Their skeletal remains are a testament to the lives they spent working hard. One of the skeletons had a broken collarbone, likely suffering a fall on the shoulder and attempting to break the fall with an outstretched hand. Another skeleton of an older man showed evidence of several broken ribs, as well as a broken collarbone – most likely the result of strong trauma from falling from a height, being crushed or suspended by cattle.

“Those who were buried at All Saints were among the poorest in the city, and were clearly more vulnerable to accidental injuries,” Dittmar said. “Perhaps the men labored in the fields with heavy plows drawn by horses or oxen, or drawn stone blocks and rafters in the city. Perhaps many of the women at All Saints did hard physical labor such as tending livestock and aiding in the harvest along with household duties.”

A female skeleton buried in the parish grounds showed signs of domestic violence: numerous fractures healed before her death, including broken ribs, a broken jaw and foot, and a broken vertebra. “It would be uncommon for all of these injuries to occur as a result of a fall, for example,” Dittmar said, hence the domestic violence suggestion.

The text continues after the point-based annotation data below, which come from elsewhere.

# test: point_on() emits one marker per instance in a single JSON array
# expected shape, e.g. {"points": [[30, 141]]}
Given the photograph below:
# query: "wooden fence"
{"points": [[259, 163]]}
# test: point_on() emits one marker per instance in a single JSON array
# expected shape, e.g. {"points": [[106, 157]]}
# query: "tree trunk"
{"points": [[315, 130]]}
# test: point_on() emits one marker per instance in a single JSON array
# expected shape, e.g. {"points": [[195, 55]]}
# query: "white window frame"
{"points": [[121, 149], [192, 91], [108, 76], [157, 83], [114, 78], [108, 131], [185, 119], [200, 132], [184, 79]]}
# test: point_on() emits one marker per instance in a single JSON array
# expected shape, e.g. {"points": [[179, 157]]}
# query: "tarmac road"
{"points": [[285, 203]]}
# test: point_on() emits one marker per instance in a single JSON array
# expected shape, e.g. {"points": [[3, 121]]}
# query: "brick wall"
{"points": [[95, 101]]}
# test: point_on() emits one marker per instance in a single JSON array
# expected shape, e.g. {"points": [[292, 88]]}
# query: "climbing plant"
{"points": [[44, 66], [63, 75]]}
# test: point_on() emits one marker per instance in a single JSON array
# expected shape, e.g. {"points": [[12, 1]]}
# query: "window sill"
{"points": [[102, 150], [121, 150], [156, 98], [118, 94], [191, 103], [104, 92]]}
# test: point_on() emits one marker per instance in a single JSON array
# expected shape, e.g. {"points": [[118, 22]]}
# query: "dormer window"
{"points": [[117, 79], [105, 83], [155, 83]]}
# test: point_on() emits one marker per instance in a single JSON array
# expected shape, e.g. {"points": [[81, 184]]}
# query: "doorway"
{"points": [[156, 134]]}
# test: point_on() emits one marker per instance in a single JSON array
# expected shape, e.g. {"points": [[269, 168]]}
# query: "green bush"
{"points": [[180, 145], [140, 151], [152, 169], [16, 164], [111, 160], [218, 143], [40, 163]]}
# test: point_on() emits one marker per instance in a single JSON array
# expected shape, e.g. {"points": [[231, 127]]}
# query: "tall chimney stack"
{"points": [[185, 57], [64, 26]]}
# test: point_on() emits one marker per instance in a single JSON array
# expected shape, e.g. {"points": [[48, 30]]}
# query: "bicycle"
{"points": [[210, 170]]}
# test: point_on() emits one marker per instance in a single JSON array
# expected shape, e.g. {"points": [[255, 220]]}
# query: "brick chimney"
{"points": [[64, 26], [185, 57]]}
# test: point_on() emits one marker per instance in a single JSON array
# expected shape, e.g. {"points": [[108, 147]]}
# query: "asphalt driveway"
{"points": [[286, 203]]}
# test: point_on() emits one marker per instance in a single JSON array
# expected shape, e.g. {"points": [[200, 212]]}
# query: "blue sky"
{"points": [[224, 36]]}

The team found fractures in the middle of the femur (femur) of one skeleton of the thigh, a common injury today in those hit by motor vehicles. “Whatever caused the two bones to be broken in this way, it must have been painful and possibly fatal,” Dittmar said. “Our best guess is a cart accident. Maybe a horse got scared and got hit by the cart.” Another monk showed signs of defensive wounds on his arm and a powerful skull shock, which seemed like the perfect fodder for a medieval murder mystery.

Somewhat surprisingly, Dietmar and others. No evidence of high-power shock, the kind caused by weapons, was found. The authors wrote: “Murder was said to be so common that an individual in London and Oxford was more likely to be killed than to die in an accident.” “It may be that bladed weapons such as daggers and knives were not commonly used to commit acts of violence in Cambridge”, even though 73 percent of murders in this period were committed using slashing or piercing weapons.

DOI: American Journal of Physical Anthropology, 2021. 10.1002/ajpa.24225 (about DOIs).